Tim Dixon was a student of Rod’s, and went on himself to become a speechwriter for two of Australia’s Prime Ministers. His respect and admiration for his former headmaster and mentor is shared by hundreds, if not thousands, of his fellow students.

In a letter Tim wrote to Rod a few days before his death, he tries to articulate what he most appreciated about him:

“You’ve always had a wonderful sense of the theatrical and you brought exuberance and vitality to classrooms and dinner tables all the course of your life. But more than that, you’ve always brought a sense of transcendence to every endeavour, whether it was a chapel service, a Latin class, a prefects’ meeting, or a bunch of lifeless bureaucrats working on a government report … I think you’ve helped me understand a larger God.”

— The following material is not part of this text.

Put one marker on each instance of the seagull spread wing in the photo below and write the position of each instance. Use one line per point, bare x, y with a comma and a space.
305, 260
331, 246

If the bestseller lists are anything to go by, biographies and autobiographies are perpetually compelling to the reading public. What makes a life well lived? What is power for? How do we manage, across a lifetime, to focus on what’s truly important, rather than getting constantly caught up in the merely urgent?

This episode sketches the character of a humble but influential man through the eyes of one who knew him well, in hopes that an examined life has something to tell all of us about who we are, and who we would like to become.